Language Generation in the Limit
Jon Kleinberg, Sendhil Mullainathan
TL;DR
The paper formalizes language generation in the adversarial Gold–Angluin setting, showing that generation in the limit is always achievable for any countable collection ${\mathcal C}$ and any enumeration of a true language $K \in {\mathcal C}$, in contrast to identification which is generally impossible. It introduces the core ideas of closure and critical languages to construct a nonconstructive function $f_{\cal C}$ and, more practically, an explicit algorithm that maintains finite prefixes and uses $(t,m)$-critical languages to guarantee eventually outputting $a_t \in K \setminus S_t$ for all large $t$. For finite ${\mathcal C}$, a uniform bound $t({\mathcal C})$ exists so that after observing $t({\mathcal C})$ distinct samples, the algorithm can generate an infinite sequence of unseen elements from $K$, strengthening the result beyond mere existence. The work further extends to prompting, showing that robust prompts allow prompted generation in the limit, and discusses regular-subset queries to broaden the computational toolkit, highlighting a fundamental separation between generation and identification and offering insights for theory and practice in language modeling and prompting under adversarial conditions.
Abstract
Although current large language models are complex, the most basic specifications of the underlying language generation problem itself are simple to state: given a finite set of training samples from an unknown language, produce valid new strings from the language that don't already appear in the training data.
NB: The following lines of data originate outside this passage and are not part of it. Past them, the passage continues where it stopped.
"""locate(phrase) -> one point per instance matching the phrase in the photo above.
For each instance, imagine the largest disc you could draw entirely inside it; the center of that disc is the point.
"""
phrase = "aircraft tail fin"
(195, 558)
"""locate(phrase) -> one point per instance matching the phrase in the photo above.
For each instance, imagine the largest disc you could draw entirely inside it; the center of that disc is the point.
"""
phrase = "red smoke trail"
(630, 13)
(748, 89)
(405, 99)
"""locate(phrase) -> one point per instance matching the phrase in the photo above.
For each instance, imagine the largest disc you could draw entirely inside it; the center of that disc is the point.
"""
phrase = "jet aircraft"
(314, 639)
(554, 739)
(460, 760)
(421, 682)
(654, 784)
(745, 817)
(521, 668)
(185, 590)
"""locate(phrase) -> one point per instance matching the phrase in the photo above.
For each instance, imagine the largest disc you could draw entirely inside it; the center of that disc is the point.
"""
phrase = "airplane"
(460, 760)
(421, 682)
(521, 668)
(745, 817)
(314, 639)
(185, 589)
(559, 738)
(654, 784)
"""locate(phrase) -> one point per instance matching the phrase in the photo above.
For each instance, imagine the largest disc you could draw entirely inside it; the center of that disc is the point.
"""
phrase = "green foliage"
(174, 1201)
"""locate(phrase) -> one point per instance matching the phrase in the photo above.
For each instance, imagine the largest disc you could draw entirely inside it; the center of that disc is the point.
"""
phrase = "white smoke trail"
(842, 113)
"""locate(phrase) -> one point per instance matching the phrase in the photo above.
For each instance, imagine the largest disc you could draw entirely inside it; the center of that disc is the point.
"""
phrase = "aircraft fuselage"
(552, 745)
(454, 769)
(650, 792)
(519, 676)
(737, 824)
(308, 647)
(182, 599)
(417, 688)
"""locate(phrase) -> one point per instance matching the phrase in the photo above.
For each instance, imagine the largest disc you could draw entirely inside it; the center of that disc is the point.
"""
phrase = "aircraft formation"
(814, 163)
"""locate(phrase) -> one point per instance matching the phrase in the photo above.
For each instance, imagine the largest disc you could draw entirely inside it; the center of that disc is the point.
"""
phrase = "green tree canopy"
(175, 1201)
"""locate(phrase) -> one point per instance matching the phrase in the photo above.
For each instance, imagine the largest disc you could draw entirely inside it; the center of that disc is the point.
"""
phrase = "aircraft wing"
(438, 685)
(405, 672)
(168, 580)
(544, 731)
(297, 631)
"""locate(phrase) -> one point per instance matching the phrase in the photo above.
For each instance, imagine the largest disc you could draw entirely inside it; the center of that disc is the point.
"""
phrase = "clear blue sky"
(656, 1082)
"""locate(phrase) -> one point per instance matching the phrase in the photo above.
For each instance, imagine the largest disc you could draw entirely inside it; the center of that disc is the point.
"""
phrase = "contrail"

Here we ask what we can conclude about language generation using only this specification, without further assumptions. In particular, suppose that an adversary enumerates the strings of an unknown target language L that is known only to come from one of a possibly infinite list of candidates. A computational agent is trying to learn to generate from this language; we say that the agent generates from L in the limit if after some finite point in the enumeration of L, the agent is able to produce new elements that come exclusively from L and that have not yet been presented by the adversary. Our main result is that there is an agent that is able to generate in the limit for every countable list of candidate languages. This contrasts dramatically with negative results due to Gold and Angluin in a well-studied model of language learning where the goal is to identify an unknown language from samples; the difference between these results suggests that identifying a language is a fundamentally different problem than generating from it.